Delaware today announced the season’s first confirmed cases of influenza: a Kent County child under age 5, infected with influenza strain B, who was hospitalized, and a 26-year-old Sussex County woman, with influenza strain A, who was not hospitalized. Neither individual had received the flu vaccine, Delaware Division of Public Health pointed out.
The division used the announcement to encourage flu vaccines, with details available at flu.delaware.gov. The vaccine is recommended for Delawareans 6 months of age and older and can be administered at the same time as the COVID-19 vaccine, the state said. Flu vaccines take two weeks to become effective.
The division is offering flu and COVID-19 vaccines at community-based events, and it runs clinics for uninsured and underinsured individuals.
The flu virtually disappeared in Delaware last season, with so many people sheltering in place and large gatherings limited by pandemic guidelines. The 2020-2021 flu season had 26 confirmed cases of the flu, one hospitalization and one death from flu complications.
Compare that to the 2019-2020 flu season: Delaware recorded more than 7,000 confirmed cases, nearly 400 hospitalizations and 11 deaths.

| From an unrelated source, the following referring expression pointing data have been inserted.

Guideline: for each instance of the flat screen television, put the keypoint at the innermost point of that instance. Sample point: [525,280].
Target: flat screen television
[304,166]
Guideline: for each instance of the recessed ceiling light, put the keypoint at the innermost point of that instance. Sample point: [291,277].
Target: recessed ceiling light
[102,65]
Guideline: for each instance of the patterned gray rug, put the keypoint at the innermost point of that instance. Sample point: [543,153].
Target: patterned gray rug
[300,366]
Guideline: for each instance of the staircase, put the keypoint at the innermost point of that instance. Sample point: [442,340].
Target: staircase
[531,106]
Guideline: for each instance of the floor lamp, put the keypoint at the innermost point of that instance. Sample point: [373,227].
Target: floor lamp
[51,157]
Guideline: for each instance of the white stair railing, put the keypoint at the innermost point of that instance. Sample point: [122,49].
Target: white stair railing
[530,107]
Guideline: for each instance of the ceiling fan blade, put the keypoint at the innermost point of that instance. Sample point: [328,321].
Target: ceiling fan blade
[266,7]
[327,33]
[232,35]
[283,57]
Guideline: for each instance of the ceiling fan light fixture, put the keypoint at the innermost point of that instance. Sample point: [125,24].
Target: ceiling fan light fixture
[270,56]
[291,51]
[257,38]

“We must not get lulled into a false sense of security with last year’s unusually low case numbers,” said Dr. Karyl Rattay, the division’s director. With Delawareans resuming pre-pandemic activities, the flu is a definite threat to our health.”
The flu and COVID-19 have many similar symptoms. They include fever or feeling feverish, chills, cough, shortness of breath, difficulty breathing, fatigue, sore throat, runny or stuffy nose, muscle pain, body aches and headaches. COVID-19 differs from flu in causing a change in or loss of taste or smell.